Given the growing demand for moviegoing post-Covid, the panel largely believed most cinemas are under-screened when it comes to premium large-format auditoriums.

“When you open a movie that we’ve spent hundreds of millions of dollars making and marketing, you want those first consumers to see it in the best way possible because they’re going to have a better experience,” says Cripps. “They’re going to be on Instagram and talking about the movie. So you want as many premium screens as possible. It’s so important in this day and age that we offer consumers something different from that experience they get at home.”

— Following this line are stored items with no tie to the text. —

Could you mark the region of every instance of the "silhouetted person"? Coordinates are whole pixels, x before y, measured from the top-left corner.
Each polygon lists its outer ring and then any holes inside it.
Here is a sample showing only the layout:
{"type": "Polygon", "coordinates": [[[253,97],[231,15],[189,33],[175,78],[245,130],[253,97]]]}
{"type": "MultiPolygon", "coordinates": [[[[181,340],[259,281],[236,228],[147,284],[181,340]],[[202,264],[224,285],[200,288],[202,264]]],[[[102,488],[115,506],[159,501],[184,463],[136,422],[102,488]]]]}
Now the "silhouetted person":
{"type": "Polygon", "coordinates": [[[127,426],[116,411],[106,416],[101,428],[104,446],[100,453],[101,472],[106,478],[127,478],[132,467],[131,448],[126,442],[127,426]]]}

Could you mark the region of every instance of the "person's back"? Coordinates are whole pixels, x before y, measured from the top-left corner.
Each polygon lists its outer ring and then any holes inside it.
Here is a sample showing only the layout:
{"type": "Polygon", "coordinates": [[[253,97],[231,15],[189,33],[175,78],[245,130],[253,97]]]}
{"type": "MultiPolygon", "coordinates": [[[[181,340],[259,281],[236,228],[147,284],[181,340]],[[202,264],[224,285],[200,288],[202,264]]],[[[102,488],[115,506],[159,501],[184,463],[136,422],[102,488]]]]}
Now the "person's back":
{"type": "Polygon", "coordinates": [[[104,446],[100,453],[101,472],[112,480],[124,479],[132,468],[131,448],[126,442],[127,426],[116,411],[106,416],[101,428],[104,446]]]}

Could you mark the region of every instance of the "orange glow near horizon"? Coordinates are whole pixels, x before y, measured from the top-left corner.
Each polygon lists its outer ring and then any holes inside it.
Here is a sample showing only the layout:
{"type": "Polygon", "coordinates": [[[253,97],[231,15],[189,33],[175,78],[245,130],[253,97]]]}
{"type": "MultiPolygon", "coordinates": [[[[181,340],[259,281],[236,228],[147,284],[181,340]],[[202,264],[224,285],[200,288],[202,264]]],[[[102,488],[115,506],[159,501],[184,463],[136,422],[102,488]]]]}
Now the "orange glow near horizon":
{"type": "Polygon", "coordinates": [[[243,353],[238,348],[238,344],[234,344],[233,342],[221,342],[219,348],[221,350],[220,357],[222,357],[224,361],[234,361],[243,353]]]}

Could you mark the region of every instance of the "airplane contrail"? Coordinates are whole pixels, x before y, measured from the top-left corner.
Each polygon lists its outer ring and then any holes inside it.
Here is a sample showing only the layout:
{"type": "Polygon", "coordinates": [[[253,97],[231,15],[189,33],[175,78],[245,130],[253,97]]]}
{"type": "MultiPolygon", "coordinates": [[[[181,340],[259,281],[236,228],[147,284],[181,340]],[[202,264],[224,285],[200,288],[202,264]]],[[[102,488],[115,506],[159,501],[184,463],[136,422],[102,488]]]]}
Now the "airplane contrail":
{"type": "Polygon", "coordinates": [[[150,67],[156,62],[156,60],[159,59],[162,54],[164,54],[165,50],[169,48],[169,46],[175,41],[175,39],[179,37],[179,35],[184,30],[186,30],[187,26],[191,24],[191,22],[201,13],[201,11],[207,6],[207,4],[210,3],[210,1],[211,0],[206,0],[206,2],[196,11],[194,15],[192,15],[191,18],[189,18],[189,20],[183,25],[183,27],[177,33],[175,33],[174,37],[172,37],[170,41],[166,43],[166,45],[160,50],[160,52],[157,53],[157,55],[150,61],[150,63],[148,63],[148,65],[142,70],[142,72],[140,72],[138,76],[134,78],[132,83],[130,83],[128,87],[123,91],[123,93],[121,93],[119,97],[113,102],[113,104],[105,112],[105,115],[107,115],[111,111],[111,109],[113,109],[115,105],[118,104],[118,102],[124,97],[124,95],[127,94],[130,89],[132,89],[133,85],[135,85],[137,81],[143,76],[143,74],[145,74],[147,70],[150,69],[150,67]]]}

And what about that Par-WBD merger, which has promised 30 theatrical releases annually?

Says Acuna, “At the end of the day, what we want is the number of movies we talked about, the windows and not having our customers being confused.”

In regards to how a Paramount-Warner Bros marriage impacts the competition, Fogelson says, “I think wait and see is obviously appropriate because in every consolidation like this one, a lot of things have been said historically, I’m sure, by well-intentioned people who meant them. And then the reality is almost invariably significantly different for a thousand reasons. As it relates to this particular merger, I would say that if, in fact, Paramount and Warner Bros operate as two stand-alones and make all the movies they’re making, then nothing’s going to change.”

Adds Cripps, “We’re in a good place in terms of moviegoing at the moment and hopefully nothing from the merger jeopardizes that.”